Statement: The methods described in this article are for learning and communication purposes only.
The school has issued a competition notice calling on students to participate. This competition is organized by a large financial institution in China, and the preliminary competition system is clear: each person has three opportunities to take the online exam, and ultimately ranks according to their highest score. The test papers are all choice questions and provide free practice. Free practice scores are not counted towards the final grade.
It can be determined that each time you enter the practice interface, the system will automatically extract 10 questions from the question bank for practice. After several refreshes, I believed that the total number of question banks was not large because duplicate questions had already appeared within a relatively small number of refreshes.

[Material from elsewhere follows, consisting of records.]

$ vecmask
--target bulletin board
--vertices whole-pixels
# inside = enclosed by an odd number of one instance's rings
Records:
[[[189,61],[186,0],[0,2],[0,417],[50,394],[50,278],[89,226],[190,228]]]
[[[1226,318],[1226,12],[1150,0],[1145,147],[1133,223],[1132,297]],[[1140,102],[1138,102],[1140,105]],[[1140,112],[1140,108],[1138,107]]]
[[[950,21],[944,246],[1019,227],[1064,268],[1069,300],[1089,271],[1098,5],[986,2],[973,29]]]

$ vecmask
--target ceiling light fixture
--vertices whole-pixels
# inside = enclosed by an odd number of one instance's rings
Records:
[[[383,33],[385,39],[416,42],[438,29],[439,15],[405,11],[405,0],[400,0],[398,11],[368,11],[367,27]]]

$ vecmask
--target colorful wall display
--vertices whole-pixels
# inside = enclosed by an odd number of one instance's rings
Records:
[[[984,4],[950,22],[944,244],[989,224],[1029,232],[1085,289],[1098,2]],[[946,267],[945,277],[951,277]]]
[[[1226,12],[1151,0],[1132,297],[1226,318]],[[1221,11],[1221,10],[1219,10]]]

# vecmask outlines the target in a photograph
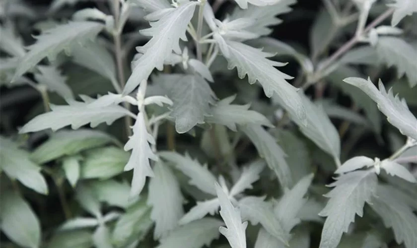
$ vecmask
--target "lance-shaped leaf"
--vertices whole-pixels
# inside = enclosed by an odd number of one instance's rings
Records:
[[[156,78],[174,102],[171,113],[179,133],[188,132],[198,124],[204,123],[215,96],[208,83],[198,75],[171,74]]]
[[[343,233],[348,232],[355,215],[362,217],[365,202],[370,202],[378,185],[373,170],[344,174],[329,185],[335,187],[325,195],[330,197],[319,214],[327,216],[320,241],[320,248],[336,248]]]
[[[39,247],[41,225],[29,204],[20,196],[10,192],[2,192],[0,196],[0,229],[19,246]]]
[[[298,89],[285,80],[293,77],[274,67],[282,66],[286,63],[269,60],[266,58],[272,57],[272,54],[243,43],[227,41],[226,44],[230,54],[227,58],[229,69],[237,67],[240,78],[248,74],[251,84],[257,81],[259,82],[267,97],[271,97],[275,93],[281,99],[282,107],[294,113],[300,120],[305,120],[306,110],[297,93]]]
[[[201,248],[218,238],[223,223],[213,218],[205,218],[178,227],[160,241],[156,248]]]
[[[303,105],[308,113],[307,125],[298,119],[296,113],[288,111],[292,121],[298,125],[300,130],[322,150],[332,155],[337,163],[340,163],[340,138],[339,132],[329,119],[322,106],[313,103],[305,95],[300,94]]]
[[[235,98],[236,96],[233,95],[217,102],[211,108],[210,115],[206,118],[206,120],[208,123],[224,125],[235,131],[237,124],[257,124],[270,127],[273,126],[263,115],[253,110],[249,110],[250,104],[231,104]]]
[[[233,206],[229,197],[217,183],[215,186],[220,201],[220,215],[226,224],[226,227],[219,227],[218,231],[227,239],[232,248],[246,248],[245,230],[248,222],[242,223],[239,210]]]
[[[417,247],[417,217],[390,186],[379,185],[370,205],[387,227],[392,228],[397,243],[406,248]]]
[[[17,179],[38,193],[48,193],[41,168],[29,159],[29,153],[10,140],[0,136],[0,169],[10,178]]]
[[[153,177],[149,160],[158,160],[149,146],[154,144],[153,137],[146,130],[143,113],[138,114],[136,121],[132,127],[133,135],[125,145],[125,150],[132,150],[129,161],[125,166],[125,171],[133,170],[131,197],[139,195],[145,185],[146,177]]]
[[[363,167],[369,168],[374,165],[373,159],[364,156],[357,156],[348,159],[336,170],[335,173],[342,174],[355,171]]]
[[[265,164],[262,161],[255,161],[243,167],[240,177],[232,187],[229,194],[234,196],[242,193],[245,189],[252,188],[252,184],[259,179],[259,174],[264,168]]]
[[[378,38],[376,51],[389,66],[397,67],[399,78],[405,74],[410,87],[417,85],[417,50],[411,45],[402,39],[384,36]]]
[[[417,12],[417,2],[413,0],[395,0],[395,2],[387,4],[395,9],[392,14],[391,25],[397,26],[400,21],[407,15]]]
[[[187,153],[182,156],[176,152],[164,151],[159,152],[158,155],[173,163],[175,168],[190,178],[190,185],[196,186],[204,192],[216,195],[214,187],[216,178],[208,170],[207,164],[202,165]]]
[[[388,122],[405,135],[417,139],[417,119],[410,112],[405,101],[394,96],[392,88],[387,92],[382,82],[379,80],[379,90],[368,78],[348,77],[345,82],[360,88],[378,105],[379,110],[385,115]]]
[[[30,46],[29,52],[19,60],[14,81],[48,57],[51,60],[62,51],[70,51],[74,45],[93,39],[104,25],[92,21],[72,21],[47,29],[37,38],[36,43]]]
[[[177,8],[168,9],[169,11],[159,15],[159,20],[150,22],[150,28],[141,31],[142,34],[152,37],[138,49],[143,55],[137,62],[126,83],[124,95],[132,92],[142,80],[147,79],[154,68],[162,70],[164,61],[172,51],[181,54],[179,40],[187,40],[186,30],[197,4],[198,2],[193,1]]]
[[[69,103],[69,105],[51,104],[51,112],[31,120],[19,130],[19,133],[36,132],[48,128],[56,131],[69,125],[71,125],[72,129],[77,129],[89,123],[92,127],[95,127],[104,122],[110,125],[126,115],[135,117],[129,111],[118,105],[96,108],[89,106],[87,102],[71,101]]]
[[[246,125],[241,128],[255,145],[260,156],[267,161],[268,167],[275,173],[281,184],[291,186],[292,179],[285,160],[286,155],[274,137],[260,125]]]
[[[154,176],[150,179],[147,204],[152,206],[150,218],[155,221],[153,238],[165,236],[178,225],[184,215],[184,197],[180,185],[168,165],[160,160],[153,167]]]
[[[392,161],[389,159],[385,159],[381,162],[381,168],[391,176],[396,176],[407,180],[410,183],[417,183],[417,180],[413,174],[403,166]]]
[[[239,208],[243,219],[248,220],[252,225],[260,223],[271,235],[280,242],[287,244],[289,232],[284,229],[274,212],[273,205],[264,201],[265,197],[247,196],[239,201]]]
[[[300,223],[298,212],[307,202],[304,198],[311,184],[314,175],[310,174],[301,179],[290,190],[286,190],[274,207],[274,211],[287,233]]]
[[[252,24],[245,28],[245,30],[258,34],[268,35],[272,32],[269,27],[279,24],[282,21],[276,17],[277,15],[290,11],[292,9],[289,5],[296,2],[296,0],[275,1],[276,4],[265,6],[249,5],[246,9],[235,8],[230,15],[231,20],[246,18],[254,20]]]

Therefore, my initial idea is that perhaps the question bank can be cracked.
Using the developer tool of Chrome browser, I found a key JavaScript file. Due to limited abilities, I am unable to proceed with subsequent work, but through exploration I can confirm that the idea is correct and feasible. Subsequently, I downloaded and used Fiddler, a free packet capturing tool, to retrieve the exercise page. At this point, the various files became clear, and I effortlessly discovered the JSON file and its URL for this free practice.

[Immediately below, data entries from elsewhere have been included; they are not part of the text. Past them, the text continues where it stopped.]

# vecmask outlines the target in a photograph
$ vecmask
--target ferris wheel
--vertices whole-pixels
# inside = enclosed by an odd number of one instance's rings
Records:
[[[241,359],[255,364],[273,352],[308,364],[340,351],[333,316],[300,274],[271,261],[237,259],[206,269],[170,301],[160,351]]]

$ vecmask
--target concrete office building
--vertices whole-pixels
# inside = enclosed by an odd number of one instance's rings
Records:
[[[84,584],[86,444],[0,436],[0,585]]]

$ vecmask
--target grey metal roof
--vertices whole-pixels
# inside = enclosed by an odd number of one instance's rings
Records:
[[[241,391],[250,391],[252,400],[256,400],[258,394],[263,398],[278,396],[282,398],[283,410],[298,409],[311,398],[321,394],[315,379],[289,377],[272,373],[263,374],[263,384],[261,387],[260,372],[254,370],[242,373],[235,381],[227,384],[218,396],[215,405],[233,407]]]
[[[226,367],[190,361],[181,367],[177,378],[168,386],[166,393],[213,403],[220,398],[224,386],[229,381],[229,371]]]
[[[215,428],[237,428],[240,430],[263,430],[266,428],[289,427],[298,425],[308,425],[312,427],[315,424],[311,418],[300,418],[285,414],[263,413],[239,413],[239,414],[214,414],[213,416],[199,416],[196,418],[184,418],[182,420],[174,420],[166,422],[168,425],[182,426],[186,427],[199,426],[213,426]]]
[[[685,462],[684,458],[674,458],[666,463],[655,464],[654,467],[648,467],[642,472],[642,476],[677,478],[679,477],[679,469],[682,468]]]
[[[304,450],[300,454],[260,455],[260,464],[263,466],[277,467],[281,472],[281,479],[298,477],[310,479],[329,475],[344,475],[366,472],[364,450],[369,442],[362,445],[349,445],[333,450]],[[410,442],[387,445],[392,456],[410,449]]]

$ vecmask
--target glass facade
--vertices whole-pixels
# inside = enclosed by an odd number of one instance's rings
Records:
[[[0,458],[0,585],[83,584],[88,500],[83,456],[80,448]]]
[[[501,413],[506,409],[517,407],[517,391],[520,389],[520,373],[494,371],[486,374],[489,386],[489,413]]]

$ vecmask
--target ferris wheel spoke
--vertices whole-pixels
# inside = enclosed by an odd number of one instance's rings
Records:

The format of the JSON file is as below:
1 | ... |
Among them, “id” is the question number or option number, “questionTitle” and “optionTitle” are the content of the question and option, respectively, and “questionSolution” is the answer option to the question. I don’t know if there is a way to directly obtain all the question banks, but next I just need to program in familiar computer languages such as Python, repeatedly request the URL, and finally organize and remove duplicates to obtain approximately all the question banks.
However, there is another issue that needs to be addressed when programming crawlers. Because when using the browser to refresh the free practice, the website has already recorded my account and I can directly request the URL. But in a crawler program in Python, the first step is to write an appropriate program to fill in the username and password. More complex is that the website does not have a fixed password, and each login requires a verification code to be sent through the phone number. These obstacles to some extent prevent question banks from being easily exploded.
I did not continue learning how to log in to my account in a crawler program. Without systematic learning, identifying web elements is my weaknesses. My alternative is to write an Tampermonkey script, directly request the URL in Chrome, and download the obtained information locally.
1 | // ==UserScript== |
This script adds a timestamp to the generate file name function so that the local files have unique file names. In addition, the script downloads all the text on the page, as data cleaning can be done in a more familiar language after the download is completed.
We can efficiently improve our grades with question banks. Of course, if the formal competition and free practice share the same question extracting system (which may indeed be the case), the story narrative can be more straightforward.